Google's progress in the AI field has been significant, especially with the launch of Gemini 2.5 Pro, which has brought it back to the center of the industry. Over the past year, Google has transformed from a follower to a leader, launching powerful products such as Nano Banana, Veo 3, and Genie 3, showcasing the conversion of its technological strength. This article will analyze why Google has suddenly risen in the AI race and explore its technological accumulation and productization process

A year ago, Google was still seen as a "follower" in the AI race. When ChatGPT swept through Silicon Valley, it appeared sluggish.

But just a few months later, the situation changed dramatically.

Gemini 2.5 Pro topped various rankings, and the "banana" model Nano Banana made generating and editing images a breeze; the video model Veo 3 showcased an understanding of the physical world; Genie 3 could even generate a virtual world in a single sentence.

With a series of "game-changing" products, Google has reestablished its position at the center of the table.

This inevitably raises the question:

Why has Google suddenly become so formidable recently?

This is not a sudden explosion, but rather a "turning of the elephant, monetizing technology." Google is transforming its decades of accumulated AI technology reserves into product strength with unprecedented determination and efficiency.

To put it more bluntly: Google hasn't suddenly become stronger; rather, the giant that pioneered the era of the Transformer model architecture is making a swift return.

Next, this article will delve into Google's progress in the AI field and analyze why Google has recently become "suddenly so formidable" in the AI race.

The full text will revolve around the following four core sections:

【1】Gemini 2.5 Pro's dominance, gold acquisition, and return to the throne

【2】Left hand "banana" image generation, right hand Veo 3 directing

【3】World model Genie 3

【4】Turning of the elephant, monetizing technology

Gemini 2.5 Pro's dominance, gold acquisition, and return to the throne

First, let's take a look at the foundational large language model. For most people, the "sensory starting point" of Google's sudden surge in strength is the launch of the Gemini 2.5 Pro series.

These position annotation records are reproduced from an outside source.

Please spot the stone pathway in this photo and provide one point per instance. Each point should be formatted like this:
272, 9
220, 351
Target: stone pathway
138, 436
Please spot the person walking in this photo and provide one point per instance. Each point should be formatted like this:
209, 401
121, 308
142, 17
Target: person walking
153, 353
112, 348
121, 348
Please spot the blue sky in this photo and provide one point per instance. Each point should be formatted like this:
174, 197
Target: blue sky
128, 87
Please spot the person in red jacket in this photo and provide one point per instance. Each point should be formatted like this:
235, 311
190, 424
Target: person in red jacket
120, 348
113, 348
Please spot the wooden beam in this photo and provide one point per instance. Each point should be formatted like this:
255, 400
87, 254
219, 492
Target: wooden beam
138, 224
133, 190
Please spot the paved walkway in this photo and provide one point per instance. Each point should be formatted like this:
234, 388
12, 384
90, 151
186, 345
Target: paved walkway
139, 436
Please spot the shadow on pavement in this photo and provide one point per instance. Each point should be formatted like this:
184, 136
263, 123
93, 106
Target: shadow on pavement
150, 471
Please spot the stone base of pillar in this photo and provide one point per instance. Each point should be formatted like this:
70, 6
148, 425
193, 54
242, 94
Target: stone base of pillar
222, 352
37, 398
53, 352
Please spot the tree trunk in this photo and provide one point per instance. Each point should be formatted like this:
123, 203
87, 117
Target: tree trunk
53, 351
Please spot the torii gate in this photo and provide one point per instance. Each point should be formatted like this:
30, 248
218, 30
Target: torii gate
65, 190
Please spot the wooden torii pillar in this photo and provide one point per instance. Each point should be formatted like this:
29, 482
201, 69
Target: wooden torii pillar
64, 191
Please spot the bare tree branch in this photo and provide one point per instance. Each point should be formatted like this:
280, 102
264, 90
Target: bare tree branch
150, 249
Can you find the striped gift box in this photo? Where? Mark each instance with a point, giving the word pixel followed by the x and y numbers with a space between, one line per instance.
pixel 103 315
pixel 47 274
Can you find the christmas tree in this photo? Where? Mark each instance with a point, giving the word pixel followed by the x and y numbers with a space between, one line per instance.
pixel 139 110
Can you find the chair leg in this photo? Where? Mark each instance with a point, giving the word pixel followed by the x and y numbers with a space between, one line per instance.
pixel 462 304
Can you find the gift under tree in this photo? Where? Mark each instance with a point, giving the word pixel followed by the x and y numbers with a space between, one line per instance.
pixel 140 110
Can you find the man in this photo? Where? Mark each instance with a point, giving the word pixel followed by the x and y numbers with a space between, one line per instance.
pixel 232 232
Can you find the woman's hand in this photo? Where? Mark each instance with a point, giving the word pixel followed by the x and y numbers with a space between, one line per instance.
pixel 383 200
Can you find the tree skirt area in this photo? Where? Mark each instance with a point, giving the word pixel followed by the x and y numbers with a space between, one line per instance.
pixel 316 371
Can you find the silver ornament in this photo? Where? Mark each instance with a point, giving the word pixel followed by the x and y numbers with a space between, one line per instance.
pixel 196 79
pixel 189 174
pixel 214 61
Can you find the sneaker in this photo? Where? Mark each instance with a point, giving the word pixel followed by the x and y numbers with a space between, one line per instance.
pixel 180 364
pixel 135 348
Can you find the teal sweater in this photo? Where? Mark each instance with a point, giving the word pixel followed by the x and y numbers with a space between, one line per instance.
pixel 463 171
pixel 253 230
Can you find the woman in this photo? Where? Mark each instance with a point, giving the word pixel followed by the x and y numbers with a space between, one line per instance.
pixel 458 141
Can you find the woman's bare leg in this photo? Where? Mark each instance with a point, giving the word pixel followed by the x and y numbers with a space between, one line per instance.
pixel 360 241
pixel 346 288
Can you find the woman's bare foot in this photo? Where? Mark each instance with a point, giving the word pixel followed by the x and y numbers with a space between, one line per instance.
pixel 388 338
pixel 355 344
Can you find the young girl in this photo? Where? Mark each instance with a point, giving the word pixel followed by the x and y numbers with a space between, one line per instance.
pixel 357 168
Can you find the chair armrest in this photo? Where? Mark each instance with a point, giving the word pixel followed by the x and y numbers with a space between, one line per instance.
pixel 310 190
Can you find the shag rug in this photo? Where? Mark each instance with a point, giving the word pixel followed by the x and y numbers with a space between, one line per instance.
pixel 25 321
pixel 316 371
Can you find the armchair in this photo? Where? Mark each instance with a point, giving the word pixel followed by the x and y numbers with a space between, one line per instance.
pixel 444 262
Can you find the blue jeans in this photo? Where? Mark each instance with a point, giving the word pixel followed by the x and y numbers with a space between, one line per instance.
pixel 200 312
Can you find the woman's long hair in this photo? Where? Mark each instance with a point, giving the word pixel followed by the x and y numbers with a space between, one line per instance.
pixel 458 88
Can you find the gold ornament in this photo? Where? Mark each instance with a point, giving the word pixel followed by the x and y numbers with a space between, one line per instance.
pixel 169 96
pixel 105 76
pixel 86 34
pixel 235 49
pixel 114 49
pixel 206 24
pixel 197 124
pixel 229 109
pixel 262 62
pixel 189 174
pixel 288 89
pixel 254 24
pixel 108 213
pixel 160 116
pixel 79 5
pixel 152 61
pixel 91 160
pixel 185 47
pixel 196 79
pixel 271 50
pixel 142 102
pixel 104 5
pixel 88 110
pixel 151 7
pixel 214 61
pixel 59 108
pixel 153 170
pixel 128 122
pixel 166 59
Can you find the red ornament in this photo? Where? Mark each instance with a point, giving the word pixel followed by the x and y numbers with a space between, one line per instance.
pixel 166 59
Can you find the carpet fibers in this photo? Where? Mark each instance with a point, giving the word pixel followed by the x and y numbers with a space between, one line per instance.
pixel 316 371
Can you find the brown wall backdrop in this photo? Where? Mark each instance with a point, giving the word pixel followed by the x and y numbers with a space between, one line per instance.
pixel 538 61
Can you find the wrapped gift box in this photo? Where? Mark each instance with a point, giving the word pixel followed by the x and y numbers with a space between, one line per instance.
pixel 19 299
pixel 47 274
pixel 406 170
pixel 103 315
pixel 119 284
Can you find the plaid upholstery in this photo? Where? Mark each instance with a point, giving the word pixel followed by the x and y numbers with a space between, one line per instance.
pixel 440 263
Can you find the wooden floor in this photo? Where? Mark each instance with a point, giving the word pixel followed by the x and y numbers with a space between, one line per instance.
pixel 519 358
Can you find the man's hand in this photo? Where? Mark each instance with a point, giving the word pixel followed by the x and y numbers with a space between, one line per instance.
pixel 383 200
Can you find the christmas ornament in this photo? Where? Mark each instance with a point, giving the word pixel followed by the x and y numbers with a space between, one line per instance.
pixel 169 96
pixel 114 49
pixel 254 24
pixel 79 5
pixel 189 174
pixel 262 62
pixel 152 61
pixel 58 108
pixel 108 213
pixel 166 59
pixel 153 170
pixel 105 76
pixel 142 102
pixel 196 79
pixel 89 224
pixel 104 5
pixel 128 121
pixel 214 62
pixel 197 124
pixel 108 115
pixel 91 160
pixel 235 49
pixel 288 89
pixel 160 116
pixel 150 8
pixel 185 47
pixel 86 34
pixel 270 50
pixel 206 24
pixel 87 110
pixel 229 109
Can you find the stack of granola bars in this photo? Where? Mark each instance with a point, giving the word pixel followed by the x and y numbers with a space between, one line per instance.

In the winter of 2022, OpenAI's experimental ChatBot sparked a storm with a daily user growth rate of a million. Despite frequently making factual errors and simple calculation mistakes, its potential began to "shock" the entire Silicon Valley, putting pressure on Google for the first time, making it feel the heat of "fires in its backyard."

In the year that followed, Google's stance resembled that of a somewhat clumsy "follower." From the hastily launched Bard to the initial attempts with Gemini 1.0, despite ongoing efforts, it faced constant skepticism.

For instance, the narrative at that time was as follows:

From "How will Google respond?" to "Can Google still keep up?"

Until a critical moment arrived — the official launch of Gemini 2.5 Pro. Although the previously launched Gemini 2.0 was already powerful enough, it had not yet reversed user perception.

At this point, Google can truly say it has "found its former position, the one that defined the technological giant of the internet era." 1) Dominating the Rankings

Six months ago, in March 2025, on the third-party authoritative model evaluation platform LMSys Chatbot Arena, the Gemini 2.5 Pro, codenamed "nebula," made its debut and strongly topped the rankings, with its Elo rating surpassing all competitors, including GPT-4o and Claude 3 Opus.

It achieved a true domination of the rankings.

This performance has been widely interpreted by various media as Google having caught up with or even surpassed its competitors in terms of overall model strength.

According to the LMSys team, this is "the first time in history that a model has simultaneously dominated the three major rankings of text, vision, and web development," earning a well-deserved "triple crown."

It is worth noting that the LMSys team's "web development" simulates real development tasks, not limited to coding capabilities, but rather constructing interactive web applications, covering front-end (UI), functional interaction, dependency management, and complete application structure.

In terms of programming capabilities, although the claim of "comprehensive crushing" is debatable from a practical perspective, multiple benchmark tests and developer feedback indicate that Gemini 2.5 Pro's abilities in code generation, understanding, and debugging are on par with the industry's top Claude 3.7, and even outperform in certain specific tasks (such as LeetCode-style problems).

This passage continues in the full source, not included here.